Sunday, June 10, 2018

God frees us from fearful grasping – Mark 3:20-35, Gen 3:9-15

10th Sunday of Ordinary Time, Year B; St. Adalbert's and St. Stanislaus' parishes.


I’m guessing I’m not the only one here with the following habit: when I’m bored, my hand will often reach down to my left pocket to take out my phone to distract me. Maybe it’s the right pocket or the purse for some of you, but I know this isn’t just a generational thing; I see people of all ages distracting themselves from boredom with their phones. Now either I’m sufficiently absent-minded or the habit is deeply enough engrained that a few weeks ago I was distracting myself with my phone and some website was taking long enough to load that I got bored and, without even thinking, my hand reached down to my left pocket, trying to grasp something that wasn’t even there that wouldn’t even have relieved what was wrong.



What I did wasn’t particularly harmful, but that posture – of trying to grasp something that really relieve what ails us – is the basic posture of so much sin. The original grasping was Adam and Eve reaching for the apple. But, that wasn’t the first sin, but the second. Adam and Eve had been made in the image and likeness of God, and their first sin was to doubt that. The serpent came and said to them, “Do you want to be like God? Then, reach out, take and grasp this thing, this apple?” If Adam and Eve had really believed that they were who God created them to be, that they were like God, they’ve have instantly rejected this as ridiculous. But, they didn’t. They reached out and grasped.
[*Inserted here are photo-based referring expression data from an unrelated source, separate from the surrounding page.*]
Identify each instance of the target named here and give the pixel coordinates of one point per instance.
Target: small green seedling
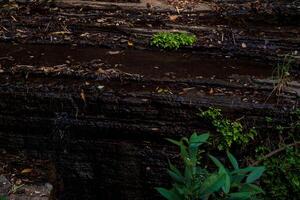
(171, 41)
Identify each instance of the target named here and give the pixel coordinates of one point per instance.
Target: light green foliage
(196, 182)
(172, 40)
(282, 178)
(231, 131)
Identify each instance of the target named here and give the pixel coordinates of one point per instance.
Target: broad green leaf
(237, 179)
(216, 161)
(212, 184)
(244, 170)
(255, 174)
(254, 189)
(168, 194)
(232, 160)
(239, 196)
(226, 187)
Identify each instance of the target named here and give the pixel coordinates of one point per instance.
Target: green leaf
(240, 195)
(216, 161)
(174, 169)
(168, 194)
(232, 160)
(237, 179)
(176, 177)
(212, 184)
(255, 174)
(253, 189)
(226, 187)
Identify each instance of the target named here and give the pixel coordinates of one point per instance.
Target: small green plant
(3, 198)
(282, 178)
(196, 182)
(231, 131)
(170, 41)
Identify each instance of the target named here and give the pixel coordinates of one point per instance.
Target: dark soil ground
(75, 68)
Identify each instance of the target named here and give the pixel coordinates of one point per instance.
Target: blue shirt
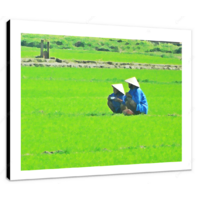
(116, 105)
(140, 99)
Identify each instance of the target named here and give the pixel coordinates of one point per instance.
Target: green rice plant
(65, 120)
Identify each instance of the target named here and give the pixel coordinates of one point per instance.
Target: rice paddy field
(66, 123)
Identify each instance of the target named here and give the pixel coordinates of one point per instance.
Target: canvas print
(89, 101)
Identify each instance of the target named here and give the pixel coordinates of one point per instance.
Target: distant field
(66, 109)
(30, 52)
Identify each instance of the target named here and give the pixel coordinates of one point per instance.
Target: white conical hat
(133, 81)
(119, 87)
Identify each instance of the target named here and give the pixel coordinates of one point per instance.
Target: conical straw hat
(119, 87)
(133, 81)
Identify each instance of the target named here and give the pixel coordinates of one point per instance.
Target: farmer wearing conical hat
(135, 99)
(116, 101)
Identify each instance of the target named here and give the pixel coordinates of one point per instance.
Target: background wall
(171, 22)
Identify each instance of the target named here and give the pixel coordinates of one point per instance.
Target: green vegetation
(66, 109)
(28, 52)
(103, 49)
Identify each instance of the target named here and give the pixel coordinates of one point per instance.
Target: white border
(18, 27)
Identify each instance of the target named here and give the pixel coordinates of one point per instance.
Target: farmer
(116, 101)
(135, 99)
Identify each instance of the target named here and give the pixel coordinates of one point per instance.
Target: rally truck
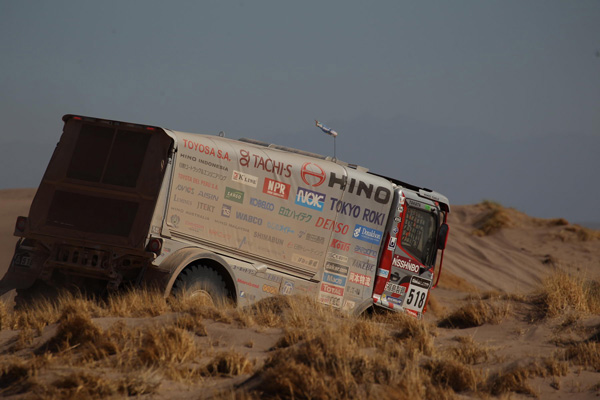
(124, 204)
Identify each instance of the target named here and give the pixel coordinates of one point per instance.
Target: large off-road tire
(202, 280)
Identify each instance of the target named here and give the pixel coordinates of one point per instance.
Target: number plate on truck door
(416, 295)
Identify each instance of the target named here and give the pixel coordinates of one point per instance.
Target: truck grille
(82, 257)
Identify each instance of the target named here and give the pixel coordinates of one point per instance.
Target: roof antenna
(330, 132)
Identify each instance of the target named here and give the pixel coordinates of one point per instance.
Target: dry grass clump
(228, 363)
(561, 292)
(469, 352)
(476, 313)
(76, 329)
(494, 219)
(585, 354)
(454, 374)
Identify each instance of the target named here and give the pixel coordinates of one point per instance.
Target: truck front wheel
(201, 280)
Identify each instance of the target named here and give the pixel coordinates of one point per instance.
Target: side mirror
(443, 236)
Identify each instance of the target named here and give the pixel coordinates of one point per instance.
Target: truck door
(405, 271)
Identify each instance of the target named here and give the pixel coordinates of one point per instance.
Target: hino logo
(380, 194)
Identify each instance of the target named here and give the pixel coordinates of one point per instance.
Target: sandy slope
(512, 260)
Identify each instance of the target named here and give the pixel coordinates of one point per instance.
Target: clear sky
(475, 99)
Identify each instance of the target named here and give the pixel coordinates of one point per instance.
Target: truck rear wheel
(201, 280)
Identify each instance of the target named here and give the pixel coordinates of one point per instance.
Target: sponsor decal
(310, 199)
(338, 244)
(380, 194)
(248, 296)
(232, 226)
(346, 208)
(315, 238)
(265, 205)
(208, 195)
(270, 289)
(363, 265)
(287, 212)
(348, 305)
(182, 200)
(205, 207)
(312, 174)
(384, 273)
(226, 211)
(304, 249)
(334, 279)
(330, 299)
(330, 289)
(276, 188)
(219, 234)
(367, 234)
(244, 179)
(405, 264)
(234, 195)
(201, 171)
(365, 251)
(393, 300)
(353, 290)
(210, 185)
(287, 288)
(279, 227)
(309, 262)
(268, 238)
(201, 148)
(394, 288)
(247, 159)
(330, 224)
(243, 282)
(336, 268)
(338, 257)
(360, 279)
(192, 226)
(184, 188)
(392, 243)
(248, 218)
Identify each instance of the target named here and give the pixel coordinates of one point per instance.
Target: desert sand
(504, 269)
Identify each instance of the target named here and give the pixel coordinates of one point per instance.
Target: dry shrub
(269, 311)
(16, 376)
(475, 313)
(76, 330)
(468, 351)
(494, 219)
(137, 303)
(167, 345)
(228, 363)
(192, 324)
(561, 292)
(585, 354)
(453, 374)
(578, 233)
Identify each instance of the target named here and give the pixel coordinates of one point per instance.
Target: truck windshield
(418, 236)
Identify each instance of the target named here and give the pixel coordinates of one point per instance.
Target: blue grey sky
(478, 100)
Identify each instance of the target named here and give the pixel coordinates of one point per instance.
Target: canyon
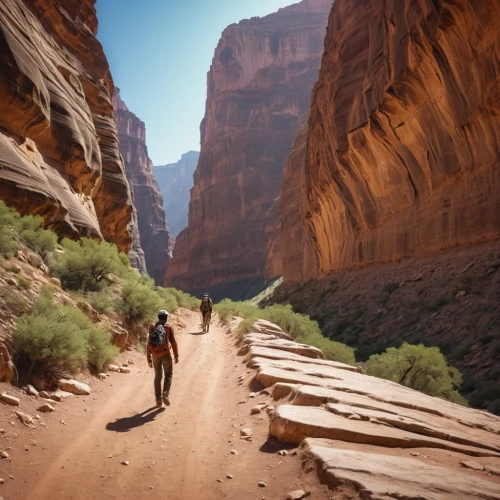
(154, 237)
(259, 88)
(400, 158)
(175, 181)
(59, 153)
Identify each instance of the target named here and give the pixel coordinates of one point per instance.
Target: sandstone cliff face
(402, 155)
(155, 238)
(59, 154)
(259, 88)
(175, 181)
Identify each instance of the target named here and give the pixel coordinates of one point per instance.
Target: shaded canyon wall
(155, 238)
(259, 89)
(59, 154)
(175, 181)
(402, 154)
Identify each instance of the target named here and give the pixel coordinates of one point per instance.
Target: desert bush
(55, 337)
(101, 351)
(87, 264)
(418, 367)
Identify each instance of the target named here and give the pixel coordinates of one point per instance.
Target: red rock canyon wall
(259, 89)
(59, 154)
(402, 153)
(155, 238)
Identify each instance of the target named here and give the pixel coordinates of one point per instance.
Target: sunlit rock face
(59, 154)
(175, 181)
(402, 155)
(155, 238)
(259, 89)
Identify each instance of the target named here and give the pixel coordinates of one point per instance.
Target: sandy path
(167, 449)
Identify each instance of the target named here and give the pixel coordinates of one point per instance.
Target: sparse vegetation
(418, 367)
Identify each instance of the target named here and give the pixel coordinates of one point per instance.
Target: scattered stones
(30, 390)
(75, 387)
(472, 464)
(8, 399)
(46, 408)
(297, 495)
(24, 418)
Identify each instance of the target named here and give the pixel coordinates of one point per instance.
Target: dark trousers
(163, 364)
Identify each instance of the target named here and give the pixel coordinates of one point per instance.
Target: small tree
(418, 367)
(87, 264)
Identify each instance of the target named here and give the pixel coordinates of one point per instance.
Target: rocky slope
(59, 153)
(369, 438)
(259, 89)
(155, 237)
(402, 148)
(175, 181)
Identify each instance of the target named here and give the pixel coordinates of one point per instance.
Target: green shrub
(418, 367)
(87, 264)
(57, 338)
(101, 351)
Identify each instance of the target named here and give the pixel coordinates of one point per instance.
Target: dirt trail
(178, 452)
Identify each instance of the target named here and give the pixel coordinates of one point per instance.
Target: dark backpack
(157, 337)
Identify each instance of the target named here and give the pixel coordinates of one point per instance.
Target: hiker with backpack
(161, 337)
(206, 311)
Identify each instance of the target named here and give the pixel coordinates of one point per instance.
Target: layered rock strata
(402, 149)
(59, 154)
(371, 436)
(155, 238)
(259, 88)
(175, 181)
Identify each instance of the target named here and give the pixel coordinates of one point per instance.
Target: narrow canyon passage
(178, 452)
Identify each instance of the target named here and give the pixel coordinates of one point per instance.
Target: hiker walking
(206, 311)
(161, 337)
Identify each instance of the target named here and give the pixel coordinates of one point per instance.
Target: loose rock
(74, 387)
(8, 399)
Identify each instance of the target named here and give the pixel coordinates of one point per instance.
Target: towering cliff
(259, 89)
(59, 153)
(402, 151)
(175, 181)
(155, 238)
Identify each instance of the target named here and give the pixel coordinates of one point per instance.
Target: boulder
(75, 387)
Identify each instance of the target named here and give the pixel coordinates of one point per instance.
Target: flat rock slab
(75, 387)
(385, 477)
(293, 424)
(282, 345)
(271, 371)
(261, 350)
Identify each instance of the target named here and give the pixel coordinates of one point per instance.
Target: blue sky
(159, 52)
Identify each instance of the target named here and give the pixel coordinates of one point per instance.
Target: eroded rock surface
(259, 89)
(175, 181)
(372, 436)
(401, 157)
(155, 237)
(59, 154)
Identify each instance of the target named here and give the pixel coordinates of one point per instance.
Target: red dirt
(177, 453)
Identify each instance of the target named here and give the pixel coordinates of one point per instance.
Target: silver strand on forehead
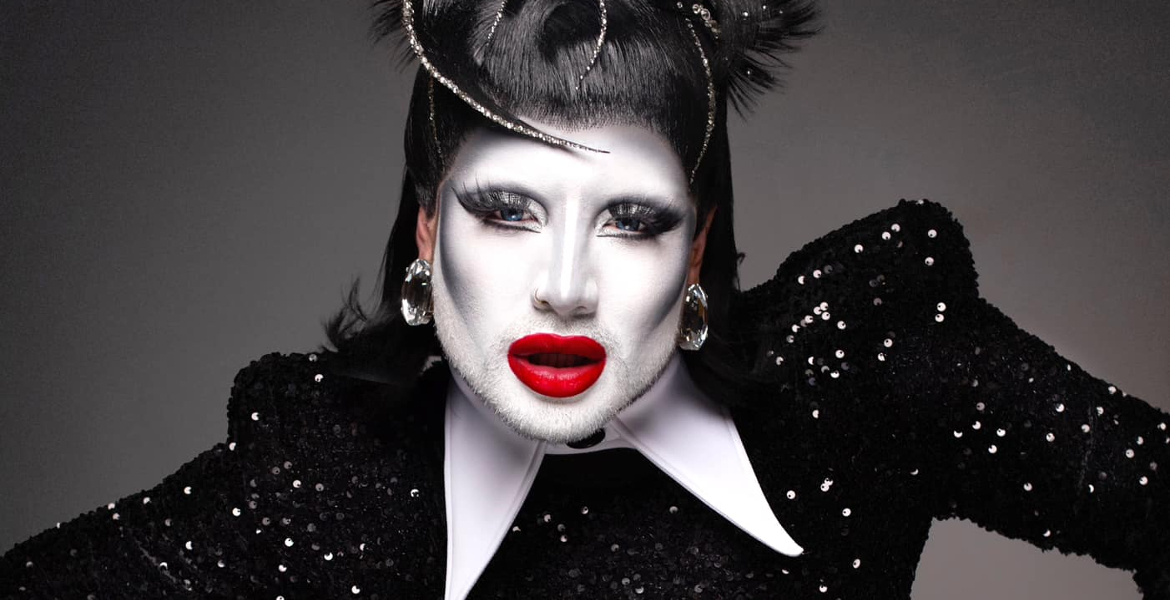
(431, 117)
(500, 14)
(510, 125)
(710, 100)
(600, 41)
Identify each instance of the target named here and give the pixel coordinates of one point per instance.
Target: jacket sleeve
(1025, 443)
(186, 537)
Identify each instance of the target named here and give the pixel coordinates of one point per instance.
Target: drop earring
(417, 302)
(693, 329)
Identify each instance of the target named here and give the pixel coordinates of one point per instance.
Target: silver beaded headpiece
(747, 40)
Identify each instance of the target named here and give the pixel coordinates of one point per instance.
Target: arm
(165, 542)
(1029, 445)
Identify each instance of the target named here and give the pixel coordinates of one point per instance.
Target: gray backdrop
(185, 186)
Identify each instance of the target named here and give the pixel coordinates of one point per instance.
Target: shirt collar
(488, 468)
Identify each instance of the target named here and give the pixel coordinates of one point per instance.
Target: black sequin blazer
(899, 397)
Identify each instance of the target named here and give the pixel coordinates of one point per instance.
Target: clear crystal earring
(417, 303)
(693, 329)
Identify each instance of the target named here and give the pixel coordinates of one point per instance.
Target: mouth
(556, 366)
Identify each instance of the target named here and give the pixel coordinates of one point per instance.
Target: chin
(561, 420)
(557, 420)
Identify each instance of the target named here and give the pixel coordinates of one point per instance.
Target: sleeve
(1026, 443)
(187, 537)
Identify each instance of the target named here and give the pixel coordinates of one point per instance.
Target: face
(558, 274)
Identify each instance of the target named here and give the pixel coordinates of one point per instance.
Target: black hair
(528, 61)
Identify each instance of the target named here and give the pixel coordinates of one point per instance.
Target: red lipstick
(556, 366)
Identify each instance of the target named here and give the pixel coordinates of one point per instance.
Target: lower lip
(556, 381)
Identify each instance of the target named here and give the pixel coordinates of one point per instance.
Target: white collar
(488, 468)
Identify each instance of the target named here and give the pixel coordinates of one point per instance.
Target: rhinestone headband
(509, 124)
(706, 15)
(524, 129)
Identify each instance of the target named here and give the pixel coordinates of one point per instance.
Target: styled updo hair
(539, 61)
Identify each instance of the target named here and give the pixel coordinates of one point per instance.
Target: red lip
(556, 366)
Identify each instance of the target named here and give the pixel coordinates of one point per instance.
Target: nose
(568, 285)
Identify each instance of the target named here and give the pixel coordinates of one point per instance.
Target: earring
(417, 303)
(693, 329)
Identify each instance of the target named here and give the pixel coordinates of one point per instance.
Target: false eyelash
(658, 220)
(483, 202)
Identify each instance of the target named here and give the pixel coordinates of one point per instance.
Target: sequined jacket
(899, 397)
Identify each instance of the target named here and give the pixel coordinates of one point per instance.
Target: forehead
(635, 161)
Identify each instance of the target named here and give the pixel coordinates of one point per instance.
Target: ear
(697, 247)
(426, 232)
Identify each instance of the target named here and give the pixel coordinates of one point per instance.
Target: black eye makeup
(497, 207)
(632, 218)
(641, 219)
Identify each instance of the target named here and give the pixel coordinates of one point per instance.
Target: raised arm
(1027, 445)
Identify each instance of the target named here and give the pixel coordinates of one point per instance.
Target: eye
(630, 223)
(513, 215)
(641, 220)
(500, 208)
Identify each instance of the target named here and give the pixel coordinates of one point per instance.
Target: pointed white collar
(488, 468)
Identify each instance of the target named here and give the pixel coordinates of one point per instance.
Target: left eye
(514, 215)
(628, 223)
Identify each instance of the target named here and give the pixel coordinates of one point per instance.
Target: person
(612, 418)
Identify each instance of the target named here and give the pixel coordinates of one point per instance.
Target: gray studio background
(187, 185)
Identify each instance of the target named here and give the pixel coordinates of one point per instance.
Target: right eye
(513, 215)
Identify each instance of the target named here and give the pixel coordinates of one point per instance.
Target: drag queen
(564, 394)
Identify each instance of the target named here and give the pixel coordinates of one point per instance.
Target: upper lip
(557, 351)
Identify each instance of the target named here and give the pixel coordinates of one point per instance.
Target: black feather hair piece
(748, 54)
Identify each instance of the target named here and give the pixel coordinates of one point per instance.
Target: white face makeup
(535, 239)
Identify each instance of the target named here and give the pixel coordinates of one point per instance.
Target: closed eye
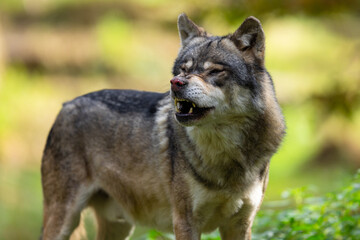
(215, 71)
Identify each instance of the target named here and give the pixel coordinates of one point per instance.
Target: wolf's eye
(215, 71)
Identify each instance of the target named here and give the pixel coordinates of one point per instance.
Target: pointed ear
(188, 30)
(249, 38)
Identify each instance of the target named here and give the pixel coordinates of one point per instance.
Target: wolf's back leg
(110, 221)
(66, 185)
(65, 195)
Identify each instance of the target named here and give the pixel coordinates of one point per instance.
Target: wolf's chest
(212, 208)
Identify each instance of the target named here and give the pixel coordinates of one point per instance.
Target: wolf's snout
(178, 83)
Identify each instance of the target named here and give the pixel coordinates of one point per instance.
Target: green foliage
(335, 216)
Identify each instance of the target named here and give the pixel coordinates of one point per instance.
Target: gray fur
(136, 158)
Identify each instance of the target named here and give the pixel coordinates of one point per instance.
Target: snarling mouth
(189, 111)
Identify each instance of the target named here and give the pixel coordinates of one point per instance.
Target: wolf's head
(217, 78)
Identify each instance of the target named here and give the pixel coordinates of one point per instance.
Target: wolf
(187, 161)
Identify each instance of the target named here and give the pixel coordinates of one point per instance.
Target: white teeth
(177, 106)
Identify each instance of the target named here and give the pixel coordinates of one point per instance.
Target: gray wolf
(191, 160)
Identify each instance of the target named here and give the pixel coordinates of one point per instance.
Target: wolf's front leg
(184, 230)
(239, 227)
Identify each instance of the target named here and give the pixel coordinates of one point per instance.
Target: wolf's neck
(218, 144)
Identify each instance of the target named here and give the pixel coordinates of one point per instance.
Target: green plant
(335, 216)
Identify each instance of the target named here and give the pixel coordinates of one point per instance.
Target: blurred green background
(53, 51)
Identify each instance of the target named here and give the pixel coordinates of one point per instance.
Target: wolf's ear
(249, 38)
(188, 30)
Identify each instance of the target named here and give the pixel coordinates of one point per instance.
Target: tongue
(185, 108)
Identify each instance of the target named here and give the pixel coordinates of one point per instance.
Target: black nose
(177, 83)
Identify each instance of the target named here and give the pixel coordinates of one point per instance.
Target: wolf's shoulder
(122, 101)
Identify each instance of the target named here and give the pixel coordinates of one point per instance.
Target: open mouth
(188, 111)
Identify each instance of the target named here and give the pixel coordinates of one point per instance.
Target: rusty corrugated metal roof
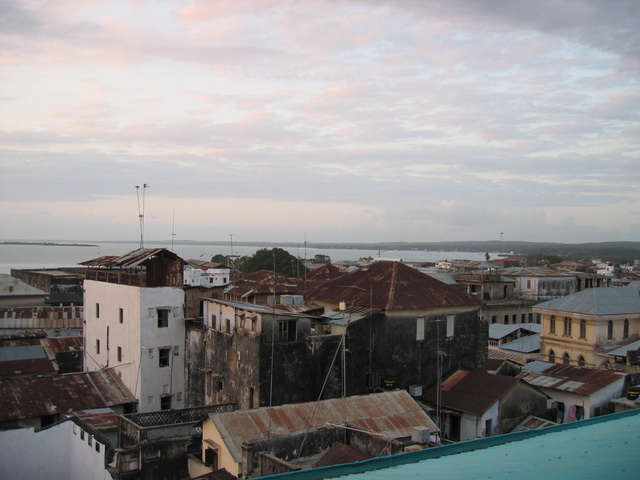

And we do this too. In fact, we’re mired in it. We live in fear and anxiety and doubt, doubting we are wonderfully and fearfully made, doubting that we are made like God, not in our power, but in our capacity for love. So, we grasp. We think that if we just grasp the right things, and hold on for dear life, we’ll find security. But, it’s never enough. That’s where jealousy comes from: when we think someone else has grasped more than us. That’s where pride comes from: when we think we’ve grasped more than them. That’s what makes it hard to be generous: because we fear that if we let go of what we’re grasping, we’ll be nothing. Well, we’re not nothing: we’re made in the image and likeness of God, not called to power, not called to security, but to risky, fragile open-handed love, the kind of love that doesn’t grasp, the kind of love that’s open-handed and in its open-handedness can receive gives that could never be grasped.

But God never gives up on us. God sent prophet after prophet to tell His people to stop grasping, to open their hands, to trust and to love. But it wasn’t enough. So, He sent His only son, to show us what divine love looks like with a human face, to show us that human weakness, human fragility is no contradiction to divine love. And just that, wouldn’t be enough either. So, he claims us anew in baptism. We, who were already His, have been claimed anew, have heard God declare, “This is my beloved daughter, this is my beloved son.” We have been filled with the Spirit, who dwells closer to us than we do to ourselves, prayers for us in sighs too deep for words, and keeps on acting to remind us who we are, and bring us closer to Christ.

In our gospel, we heard that Jesus’ relatives were some of the slowest to accept who he was. In another part of Mark’s gospel, we hear that it was precisely because he was too familiar that they couldn’t accept him as who he was, as divine love with a human face. And there’s a sure sign, that we’ve lost sight of being made in the image and likeness of God, that our neighbors are made in the image and likeness of God, that when we see someone who is too like us, we can’t see God in them.

At the end of the gospel, Jesus has something very important to say, that we only normally hear about two thirds of. He says that whoever does his word is his brother and sister and mother. And we normally hear about the first two thirds of that: that Jesus is our brother. And that’s amazing enough! That we have that closeness to Jesus, that we’re growing in family resemblance. But, we don’t hear the last part, that if we do Jesus’ word, we can become his mother.

That’s how bold God’s dream is for us, that all of us would follow Mary’s vocation. We know, some of you a lot more personally than me, that the life of a mother is nothing easy, is not always even safe. The life of a mother is a risky life, a loving life, in which a mother gives of her own body that another may have life. The life of the Christian is the same. To take up your cross and follow Christ is surely nothing easy, is a life of sacrifice. But, Jesus assures us that when we do his word, Christ takes on flesh anew.

That’s a bold dream for God to dream of us, but God’s dreams aren’t futile. We are made in the image and likeness of God, and we are called to act with an open-handed love, not grasping, and assured that when we do Christ himself takes on flesh in our actions. And we’re not perfect at this, sometimes we fail pretty spectacularly. But, God is never done with us. God is always acting to form us, to be more assured that we are like God and are called to move ever deeper into that life, to love like God. For in the end, freely choosing love forever, is precisely what heaven is. And that’s God’s great dream for us.